Tiger Woods' management team has come under renewed pressure after revelations in Vanity Fair that members of his backroom staff helped facilitate and then cover up the golf star's extramarital affairs.
The 14-page expose in the American magazine casts doubt over Woods' recent insistence that nobody in his inner circle "knew what was going on or when it was going on".
"The Temptation of Tiger Woods", the cover article, features interviews with four of Woods' alleged mistresses.
While Bryon Bell, a long-time friend and the president of Tiger Woods Design, comes across badly, it is the spotlight thrown upon the world No 1's agent, Mark Steinberg, which will cause most intrigue before Woods' reappearance at next week's Masters.
Mindy Lawton, a waitress at a restaurant near Woods' family home in Orlando, claims the golfer put her in touch with Mr Steinberg when she discovered that the National Enquirer knew of their affair. Lawton said that on contacting Mr Steinberg, he told her: "We'll take care of it."
"That's when their brush-under-the-rug, the cover-up, happened," she added, referring to a deal the Enquirer allegedly made to spike the story in exchange for an exclusive Woods interview in a sister publication, Men's Fitness.
As of yesterday, Mr Steinberg had yet to comment, but Woods is certain to be asked in his Monday press conference at Augusta to clarify a statement he made to the Golf Channel in a five-minute interview two weeks ago.
When asked whether "members of your inner circle were involved in your misdoings", he replied: "It was all me. I'm the one who did it. I'm the one who acted the way I acted.
"No one knew what was going on when it was going on. I'm sure if more people would have known in my inner circle, they would have stopped it or tried to put a stop to it. But I kept it all to myself."
Mr Steinberg is "global managing director of golf" at the management giant IMG and is seen as one of the most influential men in the sport. He is an ever-present in the Woods entourage and there will be great surprise if he is not in attendance in the Augusta media room in three days.

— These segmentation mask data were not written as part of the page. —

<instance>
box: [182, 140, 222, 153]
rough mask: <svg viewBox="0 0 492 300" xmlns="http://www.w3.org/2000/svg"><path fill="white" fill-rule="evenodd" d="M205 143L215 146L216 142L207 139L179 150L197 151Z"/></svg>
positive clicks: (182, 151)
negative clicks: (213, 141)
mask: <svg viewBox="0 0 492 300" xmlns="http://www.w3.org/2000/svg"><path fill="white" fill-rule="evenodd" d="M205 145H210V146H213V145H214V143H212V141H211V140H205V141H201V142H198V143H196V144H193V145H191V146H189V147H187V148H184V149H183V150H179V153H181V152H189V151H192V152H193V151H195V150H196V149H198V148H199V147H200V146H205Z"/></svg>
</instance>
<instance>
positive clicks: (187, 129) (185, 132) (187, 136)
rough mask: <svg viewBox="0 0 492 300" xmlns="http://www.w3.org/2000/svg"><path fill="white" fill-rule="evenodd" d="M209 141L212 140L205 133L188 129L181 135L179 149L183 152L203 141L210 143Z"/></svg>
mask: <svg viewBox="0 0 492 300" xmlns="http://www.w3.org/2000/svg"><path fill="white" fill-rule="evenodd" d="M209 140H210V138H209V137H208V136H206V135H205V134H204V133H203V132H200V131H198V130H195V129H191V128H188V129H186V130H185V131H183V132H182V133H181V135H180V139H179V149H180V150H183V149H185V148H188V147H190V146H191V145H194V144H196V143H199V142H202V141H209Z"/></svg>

Mr Bell is less conspicuous but, as an ally of Woods since their school days, he also plays an important part in "Team Tiger".
Apart from the graphic details of the affairs, Vanity Fair contains claims from a former Woods adviser that he warned his client to avoid Michael Jordan, who, with fellow basketball legend Charles Barkley, is named by Vanity Fair as his gambling companions on his trips to Las Vegas.
Bizarrely blaming Jordan for precipitating Woods' downfall, the lawyer John Merchant said: "I told him, 'Stay away from that son of a bitch [Jordan], because he doesn't have anything to offer to the world in which he lives except playing basketball, which he did yesterday'."